Bewerber brauchen Basiswissen

Wolfgang Miedl arbeitet Autor und Berater mit Schwerpunkt IT und Business. Daneben publiziert er auf der Website Sharepoint360.de regelmäßig rund um Microsoft SharePoint, Office und Social Collaboration.
Der IT-Arbeitmarkt stagniert. Mit dem Aufkommen neuer Technologie-Hypes wie Web-Services, Java oder .NET sind aber Experten mit zeitgemäßem Wissen gefragt. Bringen diese Technologien den Arbeitsmarkt wieder in Schwung?

Der Web-Services-Boom ist von der Krise kaum beeinträchtigt worden.
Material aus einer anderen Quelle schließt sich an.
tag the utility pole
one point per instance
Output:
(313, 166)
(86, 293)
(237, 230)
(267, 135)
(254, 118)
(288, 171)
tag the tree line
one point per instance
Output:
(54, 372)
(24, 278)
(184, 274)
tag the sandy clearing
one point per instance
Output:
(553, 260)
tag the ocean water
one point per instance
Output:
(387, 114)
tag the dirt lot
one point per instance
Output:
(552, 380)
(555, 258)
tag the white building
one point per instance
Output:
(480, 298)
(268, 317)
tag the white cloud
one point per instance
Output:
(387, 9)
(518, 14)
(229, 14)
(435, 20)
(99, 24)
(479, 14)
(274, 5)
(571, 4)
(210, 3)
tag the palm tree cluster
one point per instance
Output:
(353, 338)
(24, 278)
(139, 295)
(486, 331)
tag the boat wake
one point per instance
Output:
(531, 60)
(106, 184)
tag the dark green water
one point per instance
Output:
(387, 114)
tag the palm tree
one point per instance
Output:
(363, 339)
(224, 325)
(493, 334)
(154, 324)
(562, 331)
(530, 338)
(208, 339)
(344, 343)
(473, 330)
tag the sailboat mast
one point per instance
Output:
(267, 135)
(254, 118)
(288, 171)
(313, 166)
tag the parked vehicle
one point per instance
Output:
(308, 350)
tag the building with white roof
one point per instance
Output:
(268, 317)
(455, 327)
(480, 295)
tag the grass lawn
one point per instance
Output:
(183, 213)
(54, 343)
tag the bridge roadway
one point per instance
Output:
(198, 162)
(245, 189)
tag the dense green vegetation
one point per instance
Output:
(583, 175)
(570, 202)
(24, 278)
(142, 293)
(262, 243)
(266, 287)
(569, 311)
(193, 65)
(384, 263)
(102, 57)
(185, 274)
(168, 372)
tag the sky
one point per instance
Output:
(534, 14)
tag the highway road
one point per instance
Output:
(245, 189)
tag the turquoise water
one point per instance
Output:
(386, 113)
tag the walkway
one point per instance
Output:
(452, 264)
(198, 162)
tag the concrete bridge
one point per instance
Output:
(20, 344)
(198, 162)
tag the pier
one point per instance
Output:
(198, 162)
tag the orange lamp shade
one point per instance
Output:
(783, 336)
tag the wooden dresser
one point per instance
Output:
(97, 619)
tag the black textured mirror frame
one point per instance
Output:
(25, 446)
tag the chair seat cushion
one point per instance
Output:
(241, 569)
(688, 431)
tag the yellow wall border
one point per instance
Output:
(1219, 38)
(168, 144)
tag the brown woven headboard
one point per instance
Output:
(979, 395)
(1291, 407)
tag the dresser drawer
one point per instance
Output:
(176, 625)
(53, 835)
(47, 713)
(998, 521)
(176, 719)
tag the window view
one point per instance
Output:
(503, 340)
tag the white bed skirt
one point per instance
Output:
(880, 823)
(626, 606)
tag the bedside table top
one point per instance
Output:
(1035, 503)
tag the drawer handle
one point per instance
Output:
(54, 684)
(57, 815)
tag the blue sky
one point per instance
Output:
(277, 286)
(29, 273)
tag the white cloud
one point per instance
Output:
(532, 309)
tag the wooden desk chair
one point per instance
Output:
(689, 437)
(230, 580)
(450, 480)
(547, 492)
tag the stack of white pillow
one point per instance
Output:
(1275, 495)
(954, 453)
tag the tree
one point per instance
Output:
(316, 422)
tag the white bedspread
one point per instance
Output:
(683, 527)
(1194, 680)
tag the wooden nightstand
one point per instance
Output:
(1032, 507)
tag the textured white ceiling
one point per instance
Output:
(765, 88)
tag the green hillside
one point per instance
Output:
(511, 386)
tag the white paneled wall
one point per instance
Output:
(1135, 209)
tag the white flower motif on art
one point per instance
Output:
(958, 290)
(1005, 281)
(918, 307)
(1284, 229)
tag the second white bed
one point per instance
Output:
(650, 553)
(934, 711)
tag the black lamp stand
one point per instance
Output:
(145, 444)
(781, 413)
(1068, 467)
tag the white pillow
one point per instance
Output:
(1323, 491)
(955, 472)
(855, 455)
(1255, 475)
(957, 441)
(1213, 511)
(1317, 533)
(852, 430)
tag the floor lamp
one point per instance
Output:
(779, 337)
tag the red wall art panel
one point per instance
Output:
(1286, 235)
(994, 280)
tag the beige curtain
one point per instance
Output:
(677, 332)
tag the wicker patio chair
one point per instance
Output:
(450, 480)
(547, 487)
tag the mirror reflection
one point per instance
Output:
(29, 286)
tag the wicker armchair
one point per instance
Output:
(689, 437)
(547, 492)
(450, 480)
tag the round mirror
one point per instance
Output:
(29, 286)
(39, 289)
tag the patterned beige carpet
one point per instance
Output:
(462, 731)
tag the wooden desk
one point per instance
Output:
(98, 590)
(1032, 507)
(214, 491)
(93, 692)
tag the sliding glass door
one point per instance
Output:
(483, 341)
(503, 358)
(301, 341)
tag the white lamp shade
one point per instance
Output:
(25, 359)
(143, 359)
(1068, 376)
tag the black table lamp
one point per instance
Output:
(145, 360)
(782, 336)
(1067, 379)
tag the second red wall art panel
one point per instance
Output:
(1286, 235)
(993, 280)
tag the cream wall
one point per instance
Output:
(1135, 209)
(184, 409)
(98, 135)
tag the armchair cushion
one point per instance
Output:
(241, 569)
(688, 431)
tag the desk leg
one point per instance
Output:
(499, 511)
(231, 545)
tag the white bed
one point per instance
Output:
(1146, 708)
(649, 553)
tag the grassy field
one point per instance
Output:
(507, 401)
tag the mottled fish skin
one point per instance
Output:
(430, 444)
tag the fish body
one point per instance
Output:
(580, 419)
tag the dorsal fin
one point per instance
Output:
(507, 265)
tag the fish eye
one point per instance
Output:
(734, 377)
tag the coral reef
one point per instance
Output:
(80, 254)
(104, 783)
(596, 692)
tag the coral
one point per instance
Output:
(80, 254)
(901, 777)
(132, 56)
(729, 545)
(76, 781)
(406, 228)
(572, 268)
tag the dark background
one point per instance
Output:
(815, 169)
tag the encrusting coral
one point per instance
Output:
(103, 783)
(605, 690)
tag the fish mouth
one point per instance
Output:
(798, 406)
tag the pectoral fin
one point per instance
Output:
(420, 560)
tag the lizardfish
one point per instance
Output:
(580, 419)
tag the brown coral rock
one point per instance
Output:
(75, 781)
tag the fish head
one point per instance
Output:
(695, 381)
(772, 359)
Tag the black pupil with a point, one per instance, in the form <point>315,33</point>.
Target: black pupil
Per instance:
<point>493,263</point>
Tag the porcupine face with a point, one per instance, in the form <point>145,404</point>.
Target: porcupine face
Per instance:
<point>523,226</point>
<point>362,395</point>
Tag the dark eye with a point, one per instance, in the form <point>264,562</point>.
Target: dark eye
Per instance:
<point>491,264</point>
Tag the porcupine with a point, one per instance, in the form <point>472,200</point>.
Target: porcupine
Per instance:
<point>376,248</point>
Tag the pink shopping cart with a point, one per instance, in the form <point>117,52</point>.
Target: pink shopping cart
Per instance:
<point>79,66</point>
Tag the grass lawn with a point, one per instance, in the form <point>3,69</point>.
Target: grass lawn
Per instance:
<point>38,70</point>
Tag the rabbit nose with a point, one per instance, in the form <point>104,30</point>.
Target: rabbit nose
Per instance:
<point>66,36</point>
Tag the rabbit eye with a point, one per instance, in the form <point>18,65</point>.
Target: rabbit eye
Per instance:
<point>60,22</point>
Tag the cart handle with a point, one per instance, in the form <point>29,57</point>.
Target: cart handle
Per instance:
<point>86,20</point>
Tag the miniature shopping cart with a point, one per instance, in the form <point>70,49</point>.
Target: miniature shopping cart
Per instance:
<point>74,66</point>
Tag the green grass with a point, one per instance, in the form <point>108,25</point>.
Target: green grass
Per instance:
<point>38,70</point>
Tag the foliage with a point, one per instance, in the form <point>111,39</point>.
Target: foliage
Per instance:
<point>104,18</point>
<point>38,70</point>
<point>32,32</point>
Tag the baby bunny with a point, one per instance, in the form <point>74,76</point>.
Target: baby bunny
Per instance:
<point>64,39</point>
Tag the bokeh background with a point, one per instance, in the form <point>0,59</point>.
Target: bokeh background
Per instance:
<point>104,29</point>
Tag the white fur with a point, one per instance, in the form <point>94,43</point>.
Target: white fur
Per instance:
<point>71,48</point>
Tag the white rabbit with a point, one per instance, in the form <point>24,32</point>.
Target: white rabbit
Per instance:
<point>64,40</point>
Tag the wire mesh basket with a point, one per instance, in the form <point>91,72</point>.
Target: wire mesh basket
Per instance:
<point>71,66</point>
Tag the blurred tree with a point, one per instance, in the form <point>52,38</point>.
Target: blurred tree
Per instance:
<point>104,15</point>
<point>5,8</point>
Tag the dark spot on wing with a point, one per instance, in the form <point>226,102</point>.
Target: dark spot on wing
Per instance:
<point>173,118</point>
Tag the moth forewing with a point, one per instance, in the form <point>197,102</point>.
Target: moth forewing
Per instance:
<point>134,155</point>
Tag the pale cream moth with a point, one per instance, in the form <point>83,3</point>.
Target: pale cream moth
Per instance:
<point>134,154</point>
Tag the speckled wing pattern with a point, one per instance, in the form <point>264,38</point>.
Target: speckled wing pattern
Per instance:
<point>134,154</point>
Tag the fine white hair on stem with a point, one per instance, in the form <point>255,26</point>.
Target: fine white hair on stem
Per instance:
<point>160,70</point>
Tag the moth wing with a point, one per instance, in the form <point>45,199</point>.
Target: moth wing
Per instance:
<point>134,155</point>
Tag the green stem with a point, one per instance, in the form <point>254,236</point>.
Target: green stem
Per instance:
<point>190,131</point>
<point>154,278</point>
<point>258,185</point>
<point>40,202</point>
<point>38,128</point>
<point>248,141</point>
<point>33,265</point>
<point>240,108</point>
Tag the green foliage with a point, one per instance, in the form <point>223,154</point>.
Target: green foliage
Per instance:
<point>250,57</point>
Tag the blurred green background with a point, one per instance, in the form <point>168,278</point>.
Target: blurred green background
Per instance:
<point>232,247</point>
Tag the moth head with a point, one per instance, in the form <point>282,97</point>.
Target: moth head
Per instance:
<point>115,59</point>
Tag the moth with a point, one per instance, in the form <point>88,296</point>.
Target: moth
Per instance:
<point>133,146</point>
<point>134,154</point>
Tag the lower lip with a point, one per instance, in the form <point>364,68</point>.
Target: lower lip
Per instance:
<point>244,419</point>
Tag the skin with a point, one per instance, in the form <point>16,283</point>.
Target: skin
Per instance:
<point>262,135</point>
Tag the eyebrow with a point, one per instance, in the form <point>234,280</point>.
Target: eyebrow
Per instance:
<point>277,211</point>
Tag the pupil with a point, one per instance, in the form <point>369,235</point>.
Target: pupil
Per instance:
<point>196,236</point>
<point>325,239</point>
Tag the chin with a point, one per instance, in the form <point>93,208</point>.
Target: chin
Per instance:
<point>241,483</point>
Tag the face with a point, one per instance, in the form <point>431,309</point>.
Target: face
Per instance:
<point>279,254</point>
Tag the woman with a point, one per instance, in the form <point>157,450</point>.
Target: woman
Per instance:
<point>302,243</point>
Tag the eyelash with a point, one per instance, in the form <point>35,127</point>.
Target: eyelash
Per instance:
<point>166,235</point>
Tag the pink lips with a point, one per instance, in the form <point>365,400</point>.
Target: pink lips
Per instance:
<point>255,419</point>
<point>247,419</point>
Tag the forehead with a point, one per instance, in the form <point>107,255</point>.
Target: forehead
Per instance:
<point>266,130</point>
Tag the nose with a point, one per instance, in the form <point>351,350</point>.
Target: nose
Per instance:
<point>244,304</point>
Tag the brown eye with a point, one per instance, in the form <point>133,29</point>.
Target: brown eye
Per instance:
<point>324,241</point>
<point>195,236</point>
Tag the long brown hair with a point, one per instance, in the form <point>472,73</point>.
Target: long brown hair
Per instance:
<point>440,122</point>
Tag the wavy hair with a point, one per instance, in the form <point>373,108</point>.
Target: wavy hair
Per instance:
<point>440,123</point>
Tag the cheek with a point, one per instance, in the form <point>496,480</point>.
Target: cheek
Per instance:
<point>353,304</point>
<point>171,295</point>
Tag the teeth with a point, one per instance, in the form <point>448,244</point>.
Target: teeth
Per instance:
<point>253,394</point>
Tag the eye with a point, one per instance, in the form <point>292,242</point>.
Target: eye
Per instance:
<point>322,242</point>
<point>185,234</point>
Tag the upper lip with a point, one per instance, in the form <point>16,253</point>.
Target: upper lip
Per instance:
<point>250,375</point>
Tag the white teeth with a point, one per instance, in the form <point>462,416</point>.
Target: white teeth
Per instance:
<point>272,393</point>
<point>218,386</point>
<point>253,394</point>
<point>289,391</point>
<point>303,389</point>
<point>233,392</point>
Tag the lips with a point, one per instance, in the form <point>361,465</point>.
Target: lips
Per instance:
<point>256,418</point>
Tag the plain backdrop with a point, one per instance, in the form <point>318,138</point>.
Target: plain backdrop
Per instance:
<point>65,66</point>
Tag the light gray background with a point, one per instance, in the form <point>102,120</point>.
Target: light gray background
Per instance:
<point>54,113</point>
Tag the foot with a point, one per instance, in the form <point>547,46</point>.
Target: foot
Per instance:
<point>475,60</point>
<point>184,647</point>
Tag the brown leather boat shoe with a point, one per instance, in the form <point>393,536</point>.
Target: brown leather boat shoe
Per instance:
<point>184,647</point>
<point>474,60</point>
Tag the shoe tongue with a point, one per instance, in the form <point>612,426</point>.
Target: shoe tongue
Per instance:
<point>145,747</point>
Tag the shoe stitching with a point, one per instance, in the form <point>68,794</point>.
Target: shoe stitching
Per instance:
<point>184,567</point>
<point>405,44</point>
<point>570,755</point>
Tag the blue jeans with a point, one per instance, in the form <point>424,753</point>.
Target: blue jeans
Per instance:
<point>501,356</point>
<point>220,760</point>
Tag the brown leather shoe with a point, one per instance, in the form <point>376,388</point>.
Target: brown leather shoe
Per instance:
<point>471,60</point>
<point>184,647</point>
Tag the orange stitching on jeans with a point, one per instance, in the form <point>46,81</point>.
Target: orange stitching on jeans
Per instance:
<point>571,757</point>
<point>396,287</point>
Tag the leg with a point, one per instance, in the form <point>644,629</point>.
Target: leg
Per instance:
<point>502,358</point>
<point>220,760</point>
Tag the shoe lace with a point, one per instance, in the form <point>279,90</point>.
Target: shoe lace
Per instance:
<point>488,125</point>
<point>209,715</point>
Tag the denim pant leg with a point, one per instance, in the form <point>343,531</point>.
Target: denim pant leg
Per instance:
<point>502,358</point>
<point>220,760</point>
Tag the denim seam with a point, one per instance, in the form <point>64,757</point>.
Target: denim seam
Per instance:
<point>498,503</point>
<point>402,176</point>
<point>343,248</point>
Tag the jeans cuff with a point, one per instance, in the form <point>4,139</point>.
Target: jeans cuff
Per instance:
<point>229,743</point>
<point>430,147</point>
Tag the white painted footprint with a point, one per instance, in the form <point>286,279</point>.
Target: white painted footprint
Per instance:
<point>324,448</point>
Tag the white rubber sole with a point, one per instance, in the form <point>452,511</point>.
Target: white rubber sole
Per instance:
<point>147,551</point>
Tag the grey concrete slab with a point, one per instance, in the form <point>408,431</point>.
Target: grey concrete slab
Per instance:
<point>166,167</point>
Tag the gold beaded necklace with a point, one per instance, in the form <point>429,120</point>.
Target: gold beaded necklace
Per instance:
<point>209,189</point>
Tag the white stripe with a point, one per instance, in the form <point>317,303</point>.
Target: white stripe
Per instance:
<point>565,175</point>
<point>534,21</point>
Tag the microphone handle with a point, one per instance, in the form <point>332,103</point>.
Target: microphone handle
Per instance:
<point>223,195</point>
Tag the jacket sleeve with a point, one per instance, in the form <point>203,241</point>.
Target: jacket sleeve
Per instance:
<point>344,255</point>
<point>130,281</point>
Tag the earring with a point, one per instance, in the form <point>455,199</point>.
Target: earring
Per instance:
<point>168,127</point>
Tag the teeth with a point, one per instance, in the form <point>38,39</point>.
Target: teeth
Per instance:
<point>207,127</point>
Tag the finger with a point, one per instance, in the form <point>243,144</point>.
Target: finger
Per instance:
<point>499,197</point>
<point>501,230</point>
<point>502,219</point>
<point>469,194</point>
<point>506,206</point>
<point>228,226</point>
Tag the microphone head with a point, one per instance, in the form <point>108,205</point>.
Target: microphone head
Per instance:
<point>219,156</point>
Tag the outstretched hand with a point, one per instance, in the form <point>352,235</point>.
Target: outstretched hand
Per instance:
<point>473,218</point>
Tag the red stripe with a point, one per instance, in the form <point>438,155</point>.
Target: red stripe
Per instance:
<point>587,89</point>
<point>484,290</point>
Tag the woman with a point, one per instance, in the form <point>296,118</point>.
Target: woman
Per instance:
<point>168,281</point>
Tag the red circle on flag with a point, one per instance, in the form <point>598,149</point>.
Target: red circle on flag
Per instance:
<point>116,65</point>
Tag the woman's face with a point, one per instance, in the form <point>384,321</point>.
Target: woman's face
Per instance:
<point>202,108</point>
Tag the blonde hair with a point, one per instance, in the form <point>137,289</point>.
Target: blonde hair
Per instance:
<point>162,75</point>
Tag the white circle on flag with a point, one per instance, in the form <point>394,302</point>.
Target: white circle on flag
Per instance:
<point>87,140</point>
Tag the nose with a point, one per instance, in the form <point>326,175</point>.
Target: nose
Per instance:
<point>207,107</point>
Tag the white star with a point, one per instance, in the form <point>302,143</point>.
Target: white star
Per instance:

Die Industrie wird nicht müde, Einigkeit in den Kernfragen dieser neuen Basistechnologie zu demonstrieren, die den Markt revolutionieren soll. Java/J2EE ist in großen Unternehmen längst etabliert, hier könnten Experten gefragt sein. Auch Microsoft schickt sich mit dem noch jungen .NET-Konzept an, seinen Kundenstamm von einem großen Technologieschwenk zu überzeugen.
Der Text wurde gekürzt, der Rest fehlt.